About AK Llyr
AK Llyr is a writer, futurist, IT management consultant, Navy veteran, former intelligence analyst, and all around Sci-Fi geek.
When you have traveled to all seven continents, and more than sixty-countries, you get to see a lot of the human condition and are changed because of it.
Weather in a closed Senate Intelligence Committee hearing on “Emerging and Imminent Threats to Global and National Security” that you co-authored, or sharing a pot of Indio Viejp and a cup of Chicha with the local resistance before heading deeper into the green, what you see and what you do will have lasting affects on how you see the world.
Each individuals personal life experiences not who you would like to be, define who you see in the mirror, and if you can stand to look for more than a glance. I’ve been lucky in that I survived my travels and my trials mostly intact, and learned truths I did not know when I started, although not without pain or loss. Many of my friends and colleagues were not as lucky.
Life’s travels and experiences have consequently broadened, hardened and softened my perspective on life and taught me that humanity, “except in extreme circumstances of deprivation, fear, and religious fanaticism,” the world over, is made up of pretty decent people.
As to what I have learned, and personal regrets? Mirrors can still make me flinch. But I am beginning to accept who I am, as I try to repay my debts to the world at large.
The Bifrost Saga
This story line started back in 1997 with a book titled Dominos, that was set in 2048. Our protagonist was a plucky, little, retired NSA analyst and veteran of several successful and one not so successful JSOG missions.
Due to a disagreement with my former employers at Fort Meade Maryland over the content of the story, and their insistence that is incorporated processes and procedures that were classified, the book never went to print, and I am not known as the next Tom Clancy.
As to the term “JSOG” or possibly Joint Special Operations Group, it was rumored to possibly be a joint taskforce headed by the CIA, with additional resources from other agencies and drawing its members from Marine Recon, Navy SEALS, and other elite units. JSOG “officially” did not exist, or was disbanded in the late 1990s. It depends who and when you ask.
Rumors as to its current status persist, and though the name may have changed, the players are the same. Or so it is rumored. (It may also now be known as the Special Activities Center or SAC, as opposed to JSOG, SOG, or the CIA’s “SAD” Special Activities Division, which was also disbanded, or never existed.)
(NOTE: Recently, April, 2021, during an MSNBC interview, a former National Security Advisor who was present and involved with Operation “Jeronimo”, SAid on air, that the group tasked with the actual planning of the mission was JSOG.)
The original “hypothetical” JSOG from the 1980s, was the brain child of a warped mind who use to head Naval Intelligence, went on to head the NSA, and then to a directorship in the CIA. (He was also the only former still living head of an American Intelligence Agency that did not sign a letter condemning then President Trumps collusion with Russia.)
But none of that is important. What is important, is they wouldn’t let me publish. Though I can resubmit it in 2024. Given the opening hook was about a global pandemic centered in Wuhan China and how the global powers and survivors dealt with the aftermath, I am not encouraged.
Fast forward to 2007, a decade later and having only partially gotten over my mad. I began writing again. This time focusing on what would have come after such a devastating plague. I laid it all out in logical (to me at least) progressions leading to the time of the Bifrost Saga, 2369.
Add in time for a house being destroyed three times, raising a family, an economic collapse, and four years helplessly watching the rise of American fascisms, and I am running a bit late on finishing it.
The good news is, I am still working on it and hope to have it done before the fictional date of the start of the pandemic in Dominos.
Air That We Breath
I loved reading Robert Heinlein’s Juveniles, such as Starman Jones, Have Spacesuit will Travel, Between Planets and others.

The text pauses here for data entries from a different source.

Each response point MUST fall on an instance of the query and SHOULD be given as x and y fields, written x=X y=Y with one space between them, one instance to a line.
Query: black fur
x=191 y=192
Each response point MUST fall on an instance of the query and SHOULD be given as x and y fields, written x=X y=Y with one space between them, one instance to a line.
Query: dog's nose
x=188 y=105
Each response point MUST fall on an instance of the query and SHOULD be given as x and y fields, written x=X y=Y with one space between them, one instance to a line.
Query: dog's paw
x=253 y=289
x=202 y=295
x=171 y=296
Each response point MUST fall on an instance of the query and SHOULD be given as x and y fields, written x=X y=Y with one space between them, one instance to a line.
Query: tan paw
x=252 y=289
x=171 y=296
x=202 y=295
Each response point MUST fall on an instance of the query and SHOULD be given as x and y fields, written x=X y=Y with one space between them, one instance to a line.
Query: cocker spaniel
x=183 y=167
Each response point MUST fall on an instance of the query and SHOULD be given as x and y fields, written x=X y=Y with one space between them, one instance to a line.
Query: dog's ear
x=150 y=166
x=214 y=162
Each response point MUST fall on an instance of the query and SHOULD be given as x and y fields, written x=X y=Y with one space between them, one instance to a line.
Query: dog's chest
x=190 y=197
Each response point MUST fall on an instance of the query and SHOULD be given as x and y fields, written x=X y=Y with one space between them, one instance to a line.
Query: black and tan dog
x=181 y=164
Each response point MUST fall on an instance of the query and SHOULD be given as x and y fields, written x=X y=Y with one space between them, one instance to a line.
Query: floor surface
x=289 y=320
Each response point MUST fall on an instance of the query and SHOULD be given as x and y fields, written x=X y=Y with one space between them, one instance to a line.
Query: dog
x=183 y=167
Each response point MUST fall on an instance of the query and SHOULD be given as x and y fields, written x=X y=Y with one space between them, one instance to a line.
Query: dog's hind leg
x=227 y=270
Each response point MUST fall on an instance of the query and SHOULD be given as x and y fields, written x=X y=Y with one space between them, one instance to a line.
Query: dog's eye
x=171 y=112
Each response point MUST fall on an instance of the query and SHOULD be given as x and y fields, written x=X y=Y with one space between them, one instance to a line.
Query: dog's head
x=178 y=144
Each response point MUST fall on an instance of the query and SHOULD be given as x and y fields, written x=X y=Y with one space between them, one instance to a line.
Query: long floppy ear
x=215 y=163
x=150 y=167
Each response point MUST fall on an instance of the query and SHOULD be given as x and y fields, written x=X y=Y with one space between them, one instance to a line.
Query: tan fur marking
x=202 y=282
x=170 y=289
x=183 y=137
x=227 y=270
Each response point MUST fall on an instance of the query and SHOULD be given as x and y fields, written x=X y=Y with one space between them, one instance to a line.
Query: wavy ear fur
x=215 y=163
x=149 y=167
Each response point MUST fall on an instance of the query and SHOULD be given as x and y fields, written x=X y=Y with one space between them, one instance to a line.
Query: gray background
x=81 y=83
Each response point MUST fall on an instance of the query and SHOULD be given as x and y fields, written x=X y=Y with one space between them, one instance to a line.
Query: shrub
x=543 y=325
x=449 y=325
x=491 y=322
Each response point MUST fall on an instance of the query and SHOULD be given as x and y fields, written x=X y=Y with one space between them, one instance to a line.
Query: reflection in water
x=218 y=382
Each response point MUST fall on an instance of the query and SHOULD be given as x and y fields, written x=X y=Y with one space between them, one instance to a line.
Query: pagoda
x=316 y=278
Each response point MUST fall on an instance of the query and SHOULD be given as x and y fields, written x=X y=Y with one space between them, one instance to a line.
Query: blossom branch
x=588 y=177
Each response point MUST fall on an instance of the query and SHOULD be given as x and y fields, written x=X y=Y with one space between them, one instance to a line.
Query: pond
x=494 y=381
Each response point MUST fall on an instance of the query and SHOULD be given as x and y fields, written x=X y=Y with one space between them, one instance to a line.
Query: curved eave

I have also watched a plethora of almost illiterates juvenile science Fiction come out in the last decade that held no science and was also light on logic, believability, and littered with two dimensional shallow characters.
Now I agree, having been a teenager. There is an argument that many of the species are shallow and illogical, but not all, and that still does not justify the authors lack or logic, or science in the plots they are compiling, nor why Hollywood would purchase and produce them.
I hope this endeavor will live up to my own standards, and also hope to have it out to BETA readers this summer.